Mr. Smith Goes to Washington Is a Fun, Darling Movie about a Paranoid Conspiracy
But gosh darn it, I love it.

Trump’s conspiracy-mongering nonsense now that he’s been beaten by one of the largest vote margins in modern history is really not much of a surprise. Nothing is ever his fault, after all. So it really seemed inevitable that, faced with this loss, he’d throw millions of dollars at doomed recounts, file dozens of frivolous lawsuits, and spread complete falsehoods on Twitter. When the facts don’t support you, you can just claim it’s all a conspiracy.
Looking at that whole situation adds another layer to Mr. Smith Goes to Washington, as Frank Capra’s 1939 film starring James Stewart as the nation’s most blameless and starry-eyed holder of political office now harbors a potentially harmful narrative. Its premise is that this particular guy is incorruptible and the target of some vast conspiracy, one in which seemingly an entire state can just be ordered by one corrupt insider to destroy him and drag his name through the mud. It is exactly the sort of thing Trump and his Z-team of hysterical lawyers are all screaming now. Surely, they’d love for you to believe that Trump, like Jefferson Smith, is some innocent political naif who’s been framed up by those blackhearted power brokers in Washington.
Of course, I don’t think Capra intended that at all, and it is still, gosh darn it, impossible not to love the movie. Neither Capra nor anybody in 1939 could have looked ahead and seen the trash fire awaiting our nation’s highest office 80 years later. And the fact the conspiracy here is aimed at some petty fight over a public works project is exactly the kind of quotidian bullshit that really does animate most political corruption.
The unexpected death of a respected United States senator sends the political world into a sudden uproar. (We are never told what state he represents, but it does have some prairie in it, at least.) Faced with the responsibility to appoint a successor right away so that a crucial budget package can be voted on, the feckless governor (Guy Kibbee) vacillates between two picks whom one faction or another hate. Eventually his eight children browbeat him into appointing the bestest scoutmaster in the state, Jefferson Smith (James Stewart). This is acceptable, for the moment, to the mastermind of the state’s political machine, Jim Taylor (Edward Arnold), who believes Smith is inexperienced enough to be controlled.
Smith is quickly taken under the wing of his fellow senator Joseph Paine (Claude Rains, looking and sounding nothing at all like the smarmy fellows he played in some of his other famous roles). Smith is so taken in by the majesty of the District of Columbia that he goes missing for hours just gazing in awe upon the Lincoln Memorial. When he does finally make it into his new office, his legislative assistant, Saunders (Jean Arthur, playing it tough as nails and dry as sand), and Diz, the besotted reporter who’s eager for a story (Thomas Mitchell), can’t believe he’s for real.
Smith’s one idea is that he wants to create a boy’s camp, a place where young men from all over the country can go for some outdoorsy recreation and good old American values. It will not strain the federal budget, he claims, because these boys will each kick in a dime to pay back the loan. Rather than scream at him that this is socialism or that the camp has a pedophile ring in the basement, Paine tells him to go ahead and draw up a bill, for which he enlists Saunders’ help. The scene in which she cynically rattles off the entire process by which a bill becomes a law (unless it fails in the eleventh hour) is actually very instructive. I work in a legislature, and Jean Arthur may as well be some of the people I know now, 80 years later.
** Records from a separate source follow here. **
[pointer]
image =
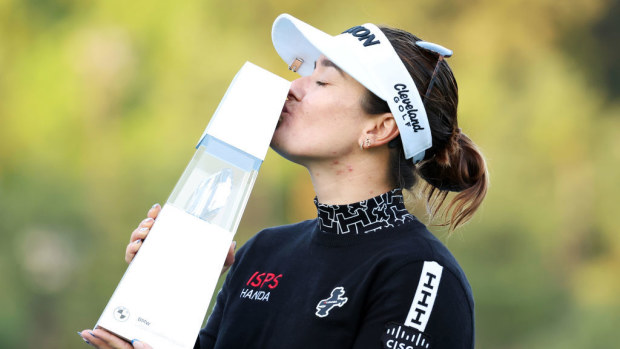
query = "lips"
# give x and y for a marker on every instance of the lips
(284, 110)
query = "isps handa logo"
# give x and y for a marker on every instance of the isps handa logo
(260, 285)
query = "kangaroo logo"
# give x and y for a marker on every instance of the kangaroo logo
(334, 300)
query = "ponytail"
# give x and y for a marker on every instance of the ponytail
(460, 168)
(454, 163)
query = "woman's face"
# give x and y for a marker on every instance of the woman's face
(322, 118)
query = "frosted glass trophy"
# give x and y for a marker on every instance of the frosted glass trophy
(164, 295)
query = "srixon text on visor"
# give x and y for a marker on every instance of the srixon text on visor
(363, 34)
(405, 104)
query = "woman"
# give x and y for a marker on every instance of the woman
(366, 273)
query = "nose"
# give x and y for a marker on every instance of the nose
(297, 89)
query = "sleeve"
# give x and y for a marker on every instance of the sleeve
(421, 305)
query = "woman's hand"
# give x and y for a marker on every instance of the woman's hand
(100, 338)
(141, 232)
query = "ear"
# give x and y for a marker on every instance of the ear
(381, 130)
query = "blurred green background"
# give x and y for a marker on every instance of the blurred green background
(102, 102)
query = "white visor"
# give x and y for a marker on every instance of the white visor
(366, 54)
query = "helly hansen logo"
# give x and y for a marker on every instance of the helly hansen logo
(334, 300)
(424, 298)
(363, 34)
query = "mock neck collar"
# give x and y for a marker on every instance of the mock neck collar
(367, 216)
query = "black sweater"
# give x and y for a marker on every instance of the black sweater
(365, 275)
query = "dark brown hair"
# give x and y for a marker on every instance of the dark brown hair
(454, 163)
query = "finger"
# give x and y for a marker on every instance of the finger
(109, 339)
(154, 211)
(100, 338)
(132, 249)
(140, 345)
(230, 257)
(142, 230)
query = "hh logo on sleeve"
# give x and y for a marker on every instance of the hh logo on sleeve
(336, 299)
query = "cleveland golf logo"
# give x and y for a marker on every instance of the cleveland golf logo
(363, 34)
(334, 300)
(410, 114)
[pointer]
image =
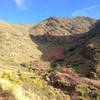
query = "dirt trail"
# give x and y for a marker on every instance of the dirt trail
(2, 95)
(67, 75)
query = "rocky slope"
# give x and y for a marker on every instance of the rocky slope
(57, 59)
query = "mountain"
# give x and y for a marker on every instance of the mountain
(56, 59)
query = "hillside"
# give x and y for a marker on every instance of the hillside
(56, 59)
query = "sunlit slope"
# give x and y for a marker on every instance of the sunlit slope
(16, 45)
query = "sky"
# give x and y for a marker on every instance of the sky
(35, 11)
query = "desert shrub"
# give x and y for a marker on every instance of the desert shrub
(23, 76)
(12, 62)
(10, 77)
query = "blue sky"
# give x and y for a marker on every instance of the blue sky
(34, 11)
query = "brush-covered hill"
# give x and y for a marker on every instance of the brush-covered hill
(62, 26)
(56, 59)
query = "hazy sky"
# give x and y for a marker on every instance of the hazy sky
(34, 11)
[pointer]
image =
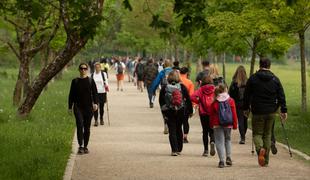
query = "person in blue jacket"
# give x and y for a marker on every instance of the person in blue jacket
(161, 79)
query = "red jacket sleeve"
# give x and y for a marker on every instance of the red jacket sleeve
(234, 112)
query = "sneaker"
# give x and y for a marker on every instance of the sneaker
(274, 149)
(174, 154)
(212, 151)
(228, 161)
(166, 129)
(86, 151)
(80, 151)
(221, 164)
(205, 153)
(261, 157)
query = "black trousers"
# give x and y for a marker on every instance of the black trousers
(206, 131)
(83, 120)
(242, 123)
(175, 121)
(102, 97)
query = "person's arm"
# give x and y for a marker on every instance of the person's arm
(71, 95)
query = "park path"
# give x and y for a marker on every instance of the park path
(134, 147)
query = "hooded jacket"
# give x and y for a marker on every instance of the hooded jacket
(204, 97)
(214, 117)
(264, 93)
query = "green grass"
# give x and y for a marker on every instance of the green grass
(298, 124)
(39, 146)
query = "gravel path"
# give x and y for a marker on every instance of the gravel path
(134, 147)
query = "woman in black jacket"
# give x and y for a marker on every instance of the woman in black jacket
(236, 91)
(175, 102)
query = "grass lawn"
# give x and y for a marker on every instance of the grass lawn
(298, 124)
(39, 146)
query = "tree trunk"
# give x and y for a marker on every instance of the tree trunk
(303, 72)
(47, 73)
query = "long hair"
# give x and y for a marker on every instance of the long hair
(240, 76)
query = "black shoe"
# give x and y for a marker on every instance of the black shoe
(86, 150)
(221, 164)
(212, 151)
(81, 150)
(274, 149)
(228, 161)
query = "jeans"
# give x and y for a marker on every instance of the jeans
(175, 121)
(206, 131)
(83, 120)
(222, 137)
(262, 128)
(102, 97)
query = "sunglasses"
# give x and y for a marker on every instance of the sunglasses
(84, 69)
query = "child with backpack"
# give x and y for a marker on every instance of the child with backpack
(173, 98)
(204, 97)
(223, 119)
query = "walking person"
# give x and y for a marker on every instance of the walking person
(184, 73)
(161, 79)
(223, 119)
(101, 80)
(172, 99)
(263, 96)
(236, 91)
(149, 74)
(83, 100)
(139, 71)
(120, 71)
(204, 97)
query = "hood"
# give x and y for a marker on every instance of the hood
(207, 89)
(222, 97)
(264, 75)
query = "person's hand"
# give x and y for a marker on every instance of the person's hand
(70, 112)
(95, 107)
(283, 117)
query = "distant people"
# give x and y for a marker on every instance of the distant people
(204, 97)
(101, 80)
(149, 74)
(176, 65)
(263, 96)
(172, 98)
(223, 119)
(205, 72)
(139, 71)
(161, 79)
(83, 100)
(236, 91)
(190, 88)
(120, 73)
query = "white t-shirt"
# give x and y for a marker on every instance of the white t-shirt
(99, 82)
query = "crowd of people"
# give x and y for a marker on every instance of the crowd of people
(221, 108)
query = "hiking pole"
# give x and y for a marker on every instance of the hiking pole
(286, 138)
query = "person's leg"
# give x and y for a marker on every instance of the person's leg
(79, 125)
(204, 124)
(87, 121)
(269, 121)
(219, 142)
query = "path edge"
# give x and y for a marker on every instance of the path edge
(71, 160)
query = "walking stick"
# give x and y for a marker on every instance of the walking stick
(286, 138)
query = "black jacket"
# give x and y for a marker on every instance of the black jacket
(188, 107)
(264, 93)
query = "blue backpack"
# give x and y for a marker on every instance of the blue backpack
(225, 113)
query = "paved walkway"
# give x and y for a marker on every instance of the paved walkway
(134, 147)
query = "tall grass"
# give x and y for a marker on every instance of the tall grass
(298, 124)
(37, 147)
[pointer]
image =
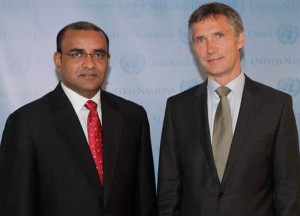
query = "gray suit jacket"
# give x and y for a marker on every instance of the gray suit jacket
(262, 176)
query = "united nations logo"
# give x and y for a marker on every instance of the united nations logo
(17, 65)
(133, 63)
(132, 8)
(236, 4)
(186, 84)
(290, 86)
(287, 34)
(184, 34)
(14, 8)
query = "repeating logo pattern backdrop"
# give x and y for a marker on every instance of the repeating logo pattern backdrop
(151, 56)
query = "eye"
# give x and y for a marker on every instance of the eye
(76, 54)
(199, 40)
(219, 35)
(99, 55)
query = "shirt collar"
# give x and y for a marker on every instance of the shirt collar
(236, 86)
(77, 100)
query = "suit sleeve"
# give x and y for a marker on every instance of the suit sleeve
(170, 172)
(286, 171)
(17, 175)
(146, 191)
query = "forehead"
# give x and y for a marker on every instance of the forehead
(84, 39)
(212, 23)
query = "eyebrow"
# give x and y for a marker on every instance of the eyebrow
(82, 50)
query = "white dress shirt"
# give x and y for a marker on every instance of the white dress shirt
(82, 112)
(235, 97)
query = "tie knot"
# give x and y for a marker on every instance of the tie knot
(223, 91)
(91, 105)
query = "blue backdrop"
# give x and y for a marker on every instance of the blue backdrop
(150, 54)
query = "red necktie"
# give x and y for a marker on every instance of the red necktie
(95, 136)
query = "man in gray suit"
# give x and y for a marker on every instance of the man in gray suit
(249, 164)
What Smith’s friendly political mentors come to realize when he reads his bill into the record is that he’s eyeing the same land for his boy’s camp that Taylor’s political machine wants to use to build a dam that will generate a ton of kickbacks. Saunders can’t bear to keep this secret from Smith, who refuses to play ball with Taylor and Paine. Unable to threaten or bribe him, the men immediately hatch an elaborate conspiracy, framing him as the owner of the land in question and accusing him of seeking to illegally benefit from a deal. This involves getting one of his acquaintances to testify against him and forging land transfer documents with his falsified signature on them.